Federation Council Chairman Sergei Mironov said the dismissal of Prosecutor-General Vladimir Ustinov followed a request from President Vladimir Putin, but that Ustinov had asked to be removed from the post.
"The president called me to his office yesterday and handed me a note on the dismissal of Vladimir Vasilyevich Ustinov," Mironov said today. "From our conversation I understood that it was a technical decision, if one could say so. There is no politics here."
The Federation Council voted 140-0 with two abstentions to approve the measure.
Russian media said Ustinov's dismissal came as a surprise.
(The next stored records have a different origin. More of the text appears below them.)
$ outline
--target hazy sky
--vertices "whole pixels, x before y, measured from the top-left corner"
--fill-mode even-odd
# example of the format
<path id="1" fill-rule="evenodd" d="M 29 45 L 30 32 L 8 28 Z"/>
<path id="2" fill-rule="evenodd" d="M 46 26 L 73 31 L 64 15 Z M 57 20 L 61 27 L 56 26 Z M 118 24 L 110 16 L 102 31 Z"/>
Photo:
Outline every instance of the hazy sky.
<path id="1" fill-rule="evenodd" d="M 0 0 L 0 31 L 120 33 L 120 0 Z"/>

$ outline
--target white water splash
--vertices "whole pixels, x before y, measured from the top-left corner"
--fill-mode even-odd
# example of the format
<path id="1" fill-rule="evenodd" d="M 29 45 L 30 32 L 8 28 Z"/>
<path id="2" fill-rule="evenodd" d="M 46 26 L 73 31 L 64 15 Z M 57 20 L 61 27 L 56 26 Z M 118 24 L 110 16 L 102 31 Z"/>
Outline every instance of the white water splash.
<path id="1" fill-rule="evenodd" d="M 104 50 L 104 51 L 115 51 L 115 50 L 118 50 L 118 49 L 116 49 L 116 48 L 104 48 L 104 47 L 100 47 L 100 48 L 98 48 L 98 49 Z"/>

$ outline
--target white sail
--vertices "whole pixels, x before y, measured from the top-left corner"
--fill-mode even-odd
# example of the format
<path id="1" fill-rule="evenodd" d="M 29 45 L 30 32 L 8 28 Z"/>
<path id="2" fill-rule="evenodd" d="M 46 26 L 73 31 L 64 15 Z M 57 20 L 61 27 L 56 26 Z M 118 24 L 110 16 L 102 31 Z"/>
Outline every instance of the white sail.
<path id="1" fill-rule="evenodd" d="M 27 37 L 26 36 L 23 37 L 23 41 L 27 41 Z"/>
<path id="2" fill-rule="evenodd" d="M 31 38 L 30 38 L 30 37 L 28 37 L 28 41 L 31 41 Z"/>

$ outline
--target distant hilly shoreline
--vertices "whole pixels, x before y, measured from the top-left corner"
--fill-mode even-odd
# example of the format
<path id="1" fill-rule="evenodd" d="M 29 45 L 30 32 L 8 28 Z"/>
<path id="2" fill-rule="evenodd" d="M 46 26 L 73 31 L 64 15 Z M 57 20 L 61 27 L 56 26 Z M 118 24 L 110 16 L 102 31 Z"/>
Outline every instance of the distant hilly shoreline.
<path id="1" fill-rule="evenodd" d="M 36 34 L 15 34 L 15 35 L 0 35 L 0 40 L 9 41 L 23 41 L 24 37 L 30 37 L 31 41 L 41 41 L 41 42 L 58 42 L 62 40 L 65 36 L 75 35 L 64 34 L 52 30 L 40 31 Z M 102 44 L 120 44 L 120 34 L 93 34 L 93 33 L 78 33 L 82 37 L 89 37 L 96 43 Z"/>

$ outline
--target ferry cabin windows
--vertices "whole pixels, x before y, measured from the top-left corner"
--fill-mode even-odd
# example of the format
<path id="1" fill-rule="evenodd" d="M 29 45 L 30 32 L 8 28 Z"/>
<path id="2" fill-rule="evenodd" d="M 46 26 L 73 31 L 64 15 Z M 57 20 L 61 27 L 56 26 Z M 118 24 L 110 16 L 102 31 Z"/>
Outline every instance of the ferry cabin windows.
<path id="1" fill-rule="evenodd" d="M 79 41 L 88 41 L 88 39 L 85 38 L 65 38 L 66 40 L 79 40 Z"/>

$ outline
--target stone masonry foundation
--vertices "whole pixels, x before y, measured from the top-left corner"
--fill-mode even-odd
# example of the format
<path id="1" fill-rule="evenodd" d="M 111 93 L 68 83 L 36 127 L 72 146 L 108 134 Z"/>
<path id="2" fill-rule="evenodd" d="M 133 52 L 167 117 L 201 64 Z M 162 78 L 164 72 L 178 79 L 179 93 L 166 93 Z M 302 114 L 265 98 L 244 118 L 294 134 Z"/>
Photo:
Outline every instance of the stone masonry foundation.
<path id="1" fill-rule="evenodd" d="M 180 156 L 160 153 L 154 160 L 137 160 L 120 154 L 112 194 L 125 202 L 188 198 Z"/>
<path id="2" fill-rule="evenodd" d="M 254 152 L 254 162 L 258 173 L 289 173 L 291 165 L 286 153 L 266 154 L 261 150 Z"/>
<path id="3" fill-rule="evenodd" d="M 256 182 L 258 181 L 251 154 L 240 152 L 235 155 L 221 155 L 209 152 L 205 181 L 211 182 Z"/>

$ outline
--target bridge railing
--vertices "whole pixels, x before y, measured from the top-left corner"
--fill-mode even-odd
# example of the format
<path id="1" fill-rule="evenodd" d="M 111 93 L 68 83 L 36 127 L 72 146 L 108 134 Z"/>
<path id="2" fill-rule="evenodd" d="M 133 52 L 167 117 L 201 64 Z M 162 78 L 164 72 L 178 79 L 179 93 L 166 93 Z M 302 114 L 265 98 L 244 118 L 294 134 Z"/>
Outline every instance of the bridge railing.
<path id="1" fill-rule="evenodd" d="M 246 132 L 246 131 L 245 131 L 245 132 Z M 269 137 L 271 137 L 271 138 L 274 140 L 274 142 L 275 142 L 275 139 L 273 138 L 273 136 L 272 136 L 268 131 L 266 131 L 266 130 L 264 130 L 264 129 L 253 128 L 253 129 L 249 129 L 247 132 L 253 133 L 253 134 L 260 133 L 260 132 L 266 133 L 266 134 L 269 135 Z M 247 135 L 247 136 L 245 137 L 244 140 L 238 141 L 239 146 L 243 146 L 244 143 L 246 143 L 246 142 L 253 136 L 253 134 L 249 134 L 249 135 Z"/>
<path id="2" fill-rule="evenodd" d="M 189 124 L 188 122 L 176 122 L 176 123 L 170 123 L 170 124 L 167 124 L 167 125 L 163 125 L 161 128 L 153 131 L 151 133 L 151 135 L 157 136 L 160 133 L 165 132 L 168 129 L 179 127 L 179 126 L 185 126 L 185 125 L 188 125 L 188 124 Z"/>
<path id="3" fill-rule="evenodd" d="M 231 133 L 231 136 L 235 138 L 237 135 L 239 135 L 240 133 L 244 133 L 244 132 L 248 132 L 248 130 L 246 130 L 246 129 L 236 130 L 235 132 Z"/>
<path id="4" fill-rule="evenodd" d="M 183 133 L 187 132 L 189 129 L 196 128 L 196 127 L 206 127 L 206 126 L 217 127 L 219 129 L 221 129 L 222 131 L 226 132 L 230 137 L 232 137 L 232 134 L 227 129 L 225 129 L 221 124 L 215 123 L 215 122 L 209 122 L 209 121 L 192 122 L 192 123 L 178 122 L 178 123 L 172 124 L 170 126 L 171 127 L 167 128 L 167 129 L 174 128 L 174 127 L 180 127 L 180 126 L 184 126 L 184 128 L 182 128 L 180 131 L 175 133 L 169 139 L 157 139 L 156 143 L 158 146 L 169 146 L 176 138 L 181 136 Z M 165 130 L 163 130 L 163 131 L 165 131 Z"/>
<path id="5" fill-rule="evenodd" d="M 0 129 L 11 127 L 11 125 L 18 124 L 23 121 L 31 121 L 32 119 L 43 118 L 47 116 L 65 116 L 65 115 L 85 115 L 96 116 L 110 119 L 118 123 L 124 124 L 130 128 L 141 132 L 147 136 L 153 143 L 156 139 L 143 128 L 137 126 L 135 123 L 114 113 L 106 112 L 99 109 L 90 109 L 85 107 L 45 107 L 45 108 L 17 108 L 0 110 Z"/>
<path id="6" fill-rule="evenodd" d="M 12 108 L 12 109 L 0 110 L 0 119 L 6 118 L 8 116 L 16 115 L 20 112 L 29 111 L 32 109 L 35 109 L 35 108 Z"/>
He became prosecutor-general in 2000, when Putin nominated him for the post.
His dismissal today follows criticism by Putin that the country is failing to combat corruption, and the firing of a number of law enforcement officials last month.
Deputy Prosecutor-General Yury Biryukov has been named acting prosecutor-general.
(compiled from agency reports)
COVERAGE IN RUSSIAN: To read RFE/RL's Russian Service coverage of Ustinov's dismissal in Russian, click here.
INTERVIEW: RFE/RL's Russian Service asked Moscow-based political analyst VLADIMIR PRIBYLOVSKY to comment on the June 2 dismissal of Prosecutor-General Vladimir Ustinov. Pribylovsky is the director of the Panorama think tank.
RFE/RL: Were you surprised by Ustinov's removal?
Vladimir Pribylovsky: We have the kind of prosecutor-general about whom it should be asked why he wasn't dismissed earlier. Generally, I think this dismissal is connected with the clan struggle and signifies, most likely, a tactical or strategic defeat for one of the St. Petersburg groups, specifically the one associated with [deputy presidential administration head] Igor Sechin, who is the prosecutor-general's [relative]. [Sehchin's daughter] Inga Sechina is the wife of [Ustinov's son] Dmitry Ustinov.
RFE/RL: And how can this defeat be explained?
Pribylovsky: It would appear that the power within the coalition of groups around [President Vladimir] Putin has changed -- the so-called Putin's team. Some weight must have tipped the balance and the president finally decided that it was time to advise Ustinov to leave. In general, there are a lot of people seeking that post.
RFE/RL: Now there are reports that [presidential envoy to the Southern Federal District] Dmitry Kozak will be appointed prosecutor-general and Vladimir Ustinov, most likely, will be sent as ambassador to the European Union.
Pribylovsky: In theory that is possible. Naturally that would be an honorable exile for Ustinov. As far as Kozak is concerned -- he is one of the two most likely candidates for the post. The other is Aleksandr Konovalov, the presidential envoy to the Volga Federal District. His name came up fairly recently as a possible prosecutor-general -- came up in informal conversations, naturally. But Konovalov is a friend of Nikolai Vinnichenko, and Nikolai Vinnichenko is a friend and former classmate of [First Deputy Prime Minister] Dmitry Medvedev. Therefore, such an appointment is possible. Although the appointment of Kozak is also possible. Both of them are associated with the so-called group of Petersburg lawyers, although Kozak is more or less on the periphery of that grouping. It can't be said that he is Medvedev's vassal, as it can be of Konovalov or Vinnichenko.
RFE/RL: You said that it is surprising that Ustinov wasn't fired earlier. Why?
Pribylovsky: The situation here regarding the oversight of the law enforcement agencies, regarding crime, for which the prosecutor-general is responsible, leaves much to be desired. And Ustinov's tenure has not improved a thing.